The company does very little advertising, and has used word-of-mouth and media appearances to create a brand that Ad Age recently declared one of America’s Hottest. Tesla referenced its “Brand Leadership” in its S-1 as one of its competitive strengths — to me it seems like it’s by far and away it’s biggest strength.

But the problem with brands is that they can also be vulnerable. One incident with a battery that blows up, or too long of a delay in production of the Model S, could seriously handicap Tesla’s brand and thus its future. And as Business Week points out when Tesla’s Model S comes out there will be many more competitive brands out there. Nissan will have its Leaf on the market, General Motors will be selling the Chevy Volt and there will be a plug-in version of the Prius. Tesla’s best bet for a successful IPO at this point is to just to maintain its stellar brand, but then again, there’s that whole quiet period ahead.

13 Responses to “What A Successful Tesla IPO Would Mean: Branding Is Everything”

  1. Richard Whitney

    Batteries are an issue in every product where they are used. The charge runs down before you expect, they require a long recharging time, they only tolerate so many recharging cycles, and occasionally they catch fire. Where are we going to dump all the used batteries? I need to use the heater on my car several months of the year; that heat comes from my engine. What does this car do for heat? Run a heater on a battery?

    • Batteries in consumer electronics devices have serious issues because they aren’t built to last very long. They typically will charge to 100% and run until completely dead, while sitting right next to heat-generating things like chipsets or hard drives.

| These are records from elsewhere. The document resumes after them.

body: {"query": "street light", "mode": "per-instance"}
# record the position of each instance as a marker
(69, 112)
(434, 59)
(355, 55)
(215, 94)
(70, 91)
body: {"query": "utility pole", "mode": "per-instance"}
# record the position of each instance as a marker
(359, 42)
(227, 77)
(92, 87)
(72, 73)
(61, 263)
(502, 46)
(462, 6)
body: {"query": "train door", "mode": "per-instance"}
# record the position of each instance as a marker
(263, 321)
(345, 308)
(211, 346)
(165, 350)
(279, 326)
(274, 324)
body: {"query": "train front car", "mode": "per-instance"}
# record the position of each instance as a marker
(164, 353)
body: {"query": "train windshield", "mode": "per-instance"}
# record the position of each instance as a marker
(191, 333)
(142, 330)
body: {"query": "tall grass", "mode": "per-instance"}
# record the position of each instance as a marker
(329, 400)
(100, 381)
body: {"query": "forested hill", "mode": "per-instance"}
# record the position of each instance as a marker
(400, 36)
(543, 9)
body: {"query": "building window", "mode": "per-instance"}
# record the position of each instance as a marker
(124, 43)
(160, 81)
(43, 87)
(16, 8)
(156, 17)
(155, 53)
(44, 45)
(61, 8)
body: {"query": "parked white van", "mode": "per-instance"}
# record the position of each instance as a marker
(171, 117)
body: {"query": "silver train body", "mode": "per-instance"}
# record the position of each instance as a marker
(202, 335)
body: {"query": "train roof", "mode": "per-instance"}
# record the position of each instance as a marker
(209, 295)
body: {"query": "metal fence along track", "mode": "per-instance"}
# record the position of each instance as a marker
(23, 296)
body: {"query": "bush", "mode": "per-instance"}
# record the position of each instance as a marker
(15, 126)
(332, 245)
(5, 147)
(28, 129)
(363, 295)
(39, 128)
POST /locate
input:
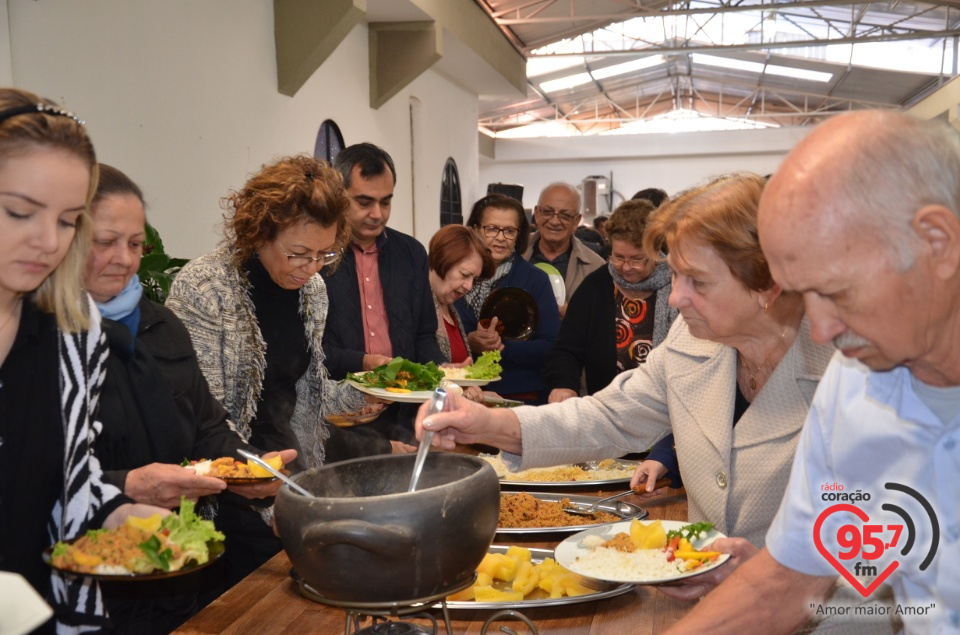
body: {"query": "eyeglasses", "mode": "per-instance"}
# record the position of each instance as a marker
(301, 260)
(629, 263)
(491, 231)
(562, 216)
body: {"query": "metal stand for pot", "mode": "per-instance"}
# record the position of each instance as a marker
(357, 611)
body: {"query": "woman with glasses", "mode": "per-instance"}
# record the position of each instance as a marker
(156, 408)
(503, 226)
(617, 315)
(733, 381)
(256, 308)
(52, 357)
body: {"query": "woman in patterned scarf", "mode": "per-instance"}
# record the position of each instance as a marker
(618, 314)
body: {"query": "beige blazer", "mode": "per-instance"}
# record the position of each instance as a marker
(734, 476)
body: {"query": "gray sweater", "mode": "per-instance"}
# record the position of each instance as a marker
(210, 295)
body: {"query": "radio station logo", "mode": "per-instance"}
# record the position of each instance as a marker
(861, 542)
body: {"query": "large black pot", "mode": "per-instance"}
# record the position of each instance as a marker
(366, 539)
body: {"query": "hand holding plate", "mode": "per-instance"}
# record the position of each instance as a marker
(163, 484)
(486, 337)
(268, 488)
(740, 551)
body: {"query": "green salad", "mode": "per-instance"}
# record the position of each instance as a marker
(400, 375)
(487, 366)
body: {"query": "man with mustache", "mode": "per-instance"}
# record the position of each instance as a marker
(381, 304)
(863, 219)
(558, 214)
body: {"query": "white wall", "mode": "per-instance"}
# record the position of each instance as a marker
(672, 162)
(182, 96)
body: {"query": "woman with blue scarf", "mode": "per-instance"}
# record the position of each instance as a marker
(156, 407)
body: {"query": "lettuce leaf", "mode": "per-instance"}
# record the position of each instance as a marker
(487, 366)
(401, 373)
(191, 532)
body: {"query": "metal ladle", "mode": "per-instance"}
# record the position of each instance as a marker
(436, 405)
(280, 475)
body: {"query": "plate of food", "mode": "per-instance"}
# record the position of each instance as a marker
(484, 370)
(516, 312)
(400, 396)
(597, 473)
(535, 512)
(235, 472)
(366, 414)
(635, 552)
(399, 380)
(142, 548)
(512, 577)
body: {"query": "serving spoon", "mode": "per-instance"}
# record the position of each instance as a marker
(436, 405)
(280, 475)
(592, 510)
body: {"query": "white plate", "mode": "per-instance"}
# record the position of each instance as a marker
(606, 590)
(417, 396)
(569, 550)
(471, 382)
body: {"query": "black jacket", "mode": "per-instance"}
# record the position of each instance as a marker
(155, 405)
(406, 295)
(587, 340)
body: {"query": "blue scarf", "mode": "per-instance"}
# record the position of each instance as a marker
(125, 306)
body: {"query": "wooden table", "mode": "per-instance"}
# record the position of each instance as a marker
(268, 601)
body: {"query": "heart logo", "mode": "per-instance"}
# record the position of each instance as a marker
(862, 515)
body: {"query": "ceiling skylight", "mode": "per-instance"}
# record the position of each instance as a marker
(756, 67)
(684, 120)
(579, 79)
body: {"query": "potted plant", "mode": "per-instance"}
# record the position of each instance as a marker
(157, 268)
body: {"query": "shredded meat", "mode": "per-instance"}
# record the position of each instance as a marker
(524, 511)
(620, 542)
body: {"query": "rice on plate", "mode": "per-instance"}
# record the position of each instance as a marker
(581, 554)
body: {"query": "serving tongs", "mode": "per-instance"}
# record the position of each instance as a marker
(280, 475)
(436, 405)
(591, 510)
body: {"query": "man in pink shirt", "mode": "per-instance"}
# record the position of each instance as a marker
(381, 305)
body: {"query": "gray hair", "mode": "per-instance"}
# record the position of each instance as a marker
(901, 165)
(562, 185)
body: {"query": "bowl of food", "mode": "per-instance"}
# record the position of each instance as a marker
(362, 537)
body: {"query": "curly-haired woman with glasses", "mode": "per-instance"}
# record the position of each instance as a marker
(503, 226)
(256, 308)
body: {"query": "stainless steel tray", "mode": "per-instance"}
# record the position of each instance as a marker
(623, 509)
(604, 590)
(588, 467)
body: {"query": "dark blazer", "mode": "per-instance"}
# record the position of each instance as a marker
(587, 340)
(156, 405)
(406, 296)
(523, 361)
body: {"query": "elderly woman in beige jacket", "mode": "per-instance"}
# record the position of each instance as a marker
(733, 382)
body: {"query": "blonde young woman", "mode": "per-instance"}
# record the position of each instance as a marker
(52, 356)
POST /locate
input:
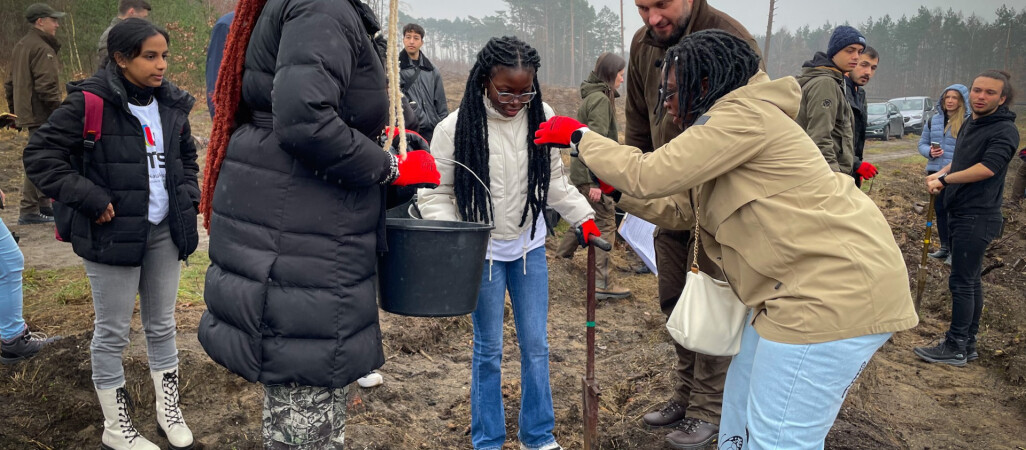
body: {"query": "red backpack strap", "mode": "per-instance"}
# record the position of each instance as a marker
(93, 119)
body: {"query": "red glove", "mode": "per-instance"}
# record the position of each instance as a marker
(418, 170)
(586, 231)
(557, 131)
(866, 170)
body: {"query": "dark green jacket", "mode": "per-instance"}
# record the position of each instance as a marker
(33, 89)
(825, 113)
(600, 115)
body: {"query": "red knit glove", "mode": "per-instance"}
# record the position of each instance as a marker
(556, 131)
(586, 231)
(866, 170)
(418, 170)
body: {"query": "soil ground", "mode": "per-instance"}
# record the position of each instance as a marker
(899, 402)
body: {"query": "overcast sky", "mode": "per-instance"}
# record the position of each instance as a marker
(751, 13)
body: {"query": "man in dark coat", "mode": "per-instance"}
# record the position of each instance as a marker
(698, 396)
(856, 94)
(422, 82)
(973, 186)
(33, 92)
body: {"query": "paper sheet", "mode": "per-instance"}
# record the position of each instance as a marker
(639, 235)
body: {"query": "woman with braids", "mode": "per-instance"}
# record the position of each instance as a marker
(800, 245)
(126, 201)
(490, 134)
(293, 197)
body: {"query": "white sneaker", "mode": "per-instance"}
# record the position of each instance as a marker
(552, 446)
(369, 380)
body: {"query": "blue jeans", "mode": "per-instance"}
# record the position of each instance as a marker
(529, 296)
(792, 401)
(970, 237)
(11, 266)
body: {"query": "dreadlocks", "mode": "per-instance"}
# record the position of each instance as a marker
(471, 137)
(722, 60)
(226, 96)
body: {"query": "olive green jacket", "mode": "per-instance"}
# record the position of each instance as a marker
(33, 89)
(825, 114)
(599, 114)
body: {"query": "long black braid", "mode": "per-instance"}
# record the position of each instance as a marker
(724, 60)
(471, 139)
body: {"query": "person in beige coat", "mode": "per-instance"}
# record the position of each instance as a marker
(810, 254)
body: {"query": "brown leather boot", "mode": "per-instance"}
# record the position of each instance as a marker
(693, 434)
(671, 414)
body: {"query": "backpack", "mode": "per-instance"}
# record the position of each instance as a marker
(91, 127)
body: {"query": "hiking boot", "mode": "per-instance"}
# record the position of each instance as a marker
(671, 414)
(170, 424)
(370, 379)
(34, 217)
(947, 352)
(940, 254)
(24, 346)
(694, 434)
(612, 292)
(552, 446)
(119, 430)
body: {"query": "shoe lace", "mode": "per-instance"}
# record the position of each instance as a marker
(671, 408)
(169, 385)
(125, 407)
(689, 425)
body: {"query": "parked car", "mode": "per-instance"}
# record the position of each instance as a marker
(884, 120)
(917, 111)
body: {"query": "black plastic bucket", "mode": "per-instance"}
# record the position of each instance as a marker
(433, 268)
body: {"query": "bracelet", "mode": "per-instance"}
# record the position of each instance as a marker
(393, 169)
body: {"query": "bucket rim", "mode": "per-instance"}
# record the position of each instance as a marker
(435, 226)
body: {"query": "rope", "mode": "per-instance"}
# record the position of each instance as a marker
(392, 71)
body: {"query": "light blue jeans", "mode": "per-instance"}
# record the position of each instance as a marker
(11, 266)
(114, 289)
(793, 400)
(529, 296)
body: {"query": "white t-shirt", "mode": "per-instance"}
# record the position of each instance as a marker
(149, 117)
(513, 249)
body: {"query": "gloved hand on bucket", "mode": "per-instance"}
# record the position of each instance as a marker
(866, 170)
(557, 131)
(586, 231)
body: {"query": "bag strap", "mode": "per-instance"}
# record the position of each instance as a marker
(93, 119)
(695, 258)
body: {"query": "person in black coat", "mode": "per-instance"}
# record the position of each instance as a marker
(126, 201)
(294, 192)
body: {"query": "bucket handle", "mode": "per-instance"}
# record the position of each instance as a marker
(483, 185)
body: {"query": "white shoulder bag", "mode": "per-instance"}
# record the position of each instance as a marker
(709, 317)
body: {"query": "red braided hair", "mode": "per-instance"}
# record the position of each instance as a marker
(227, 92)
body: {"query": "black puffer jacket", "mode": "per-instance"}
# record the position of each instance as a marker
(85, 180)
(299, 209)
(423, 83)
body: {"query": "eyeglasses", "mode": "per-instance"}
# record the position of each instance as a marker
(508, 97)
(664, 95)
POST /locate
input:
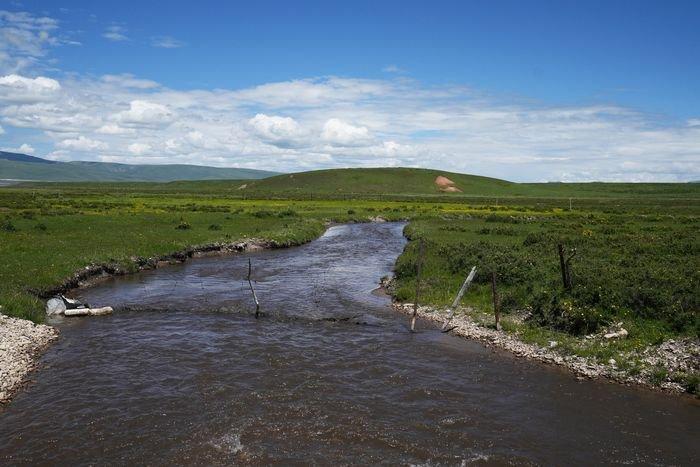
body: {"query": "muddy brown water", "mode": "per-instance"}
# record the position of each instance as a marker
(183, 374)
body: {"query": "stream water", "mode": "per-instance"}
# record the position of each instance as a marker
(182, 373)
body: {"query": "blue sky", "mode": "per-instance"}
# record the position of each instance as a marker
(580, 90)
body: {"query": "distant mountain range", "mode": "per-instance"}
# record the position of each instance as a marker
(15, 166)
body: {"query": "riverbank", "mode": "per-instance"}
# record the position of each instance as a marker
(21, 344)
(674, 357)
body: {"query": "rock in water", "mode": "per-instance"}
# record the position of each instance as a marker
(55, 306)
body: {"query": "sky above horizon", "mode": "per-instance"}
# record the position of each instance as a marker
(525, 91)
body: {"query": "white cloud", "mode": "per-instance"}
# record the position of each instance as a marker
(324, 122)
(127, 80)
(393, 69)
(276, 130)
(112, 129)
(26, 149)
(24, 38)
(139, 149)
(166, 42)
(23, 149)
(115, 33)
(83, 144)
(145, 113)
(20, 89)
(340, 133)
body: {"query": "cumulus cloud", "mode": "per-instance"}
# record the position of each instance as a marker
(24, 38)
(139, 149)
(166, 42)
(23, 149)
(81, 143)
(340, 133)
(324, 122)
(113, 129)
(278, 131)
(115, 33)
(146, 114)
(127, 80)
(19, 89)
(393, 69)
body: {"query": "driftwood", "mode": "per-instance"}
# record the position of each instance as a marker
(458, 298)
(252, 289)
(419, 268)
(106, 310)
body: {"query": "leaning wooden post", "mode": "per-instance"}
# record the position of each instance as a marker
(562, 265)
(419, 267)
(568, 269)
(252, 289)
(458, 298)
(496, 304)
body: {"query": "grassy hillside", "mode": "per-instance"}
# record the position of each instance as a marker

      The reason Telsa hasn’t turned a profit yet (different selling the cars at a higher price than cost) is because of the massive amount of money put into R&D for the battery system, and digital motor controls. This is R&D that’s applicable to any future car they develop, so is mostly a one-time cost.

      The Tesla Roadster uses seat-warmers, and efficient resistive heating to heat the cabin when needed, it will also climate-control the car while plugged in to grid power. The battery is also water-cooled/heated to keep it within optimal working temperatures, greatly reducing the effects of external climate on battery range.

      People like to point at headlights and heating/AC as something that will dramatically reduce range. Compared to the demands of the motor, properly designed ancillary systems use almost nothing. Say you have a 1kW heater. In 1 hour of use that will be 1 kWh. 1 hour of driving at 60 mph will be around 15 kWh. that’s less than a 7% increase in usage by adding the heater, which drops the EPA estimated range (range mode) from 244 miles to ~227. Or in standard mode, ~180 miles down to ~163

      Headlights are only 35-50 watts, which is small enough to be nearly insignificant you could leave your lights on in a Roadster for a month without the battery dying.

  2. drivin98

    I think a good portion of that $236.4 million could be seen as an investment rather than just “lost.”

    Also, have they sold fewer than 1,000 cars or just delivered fewer?

    I agree they may burn through a lot of cash but when the S does come out, it will be a lot more desirable than any of the sedans announced so far. I find the range on those (real world about 70 miles) to be about half of what could help them reach real sales success. Couple that with the styling and a fresh brand? I think it’s definitely worth investing money one can afford to lose even if it only spurs the established companies to try harder.

  3. Tesla is unknown outside the green and EV sphere, so I would like to see them really advertising the Model S en mass to the public when it is available. The general public are unaware of Tesla (sadly) so the company needs to get to work on this part of the business.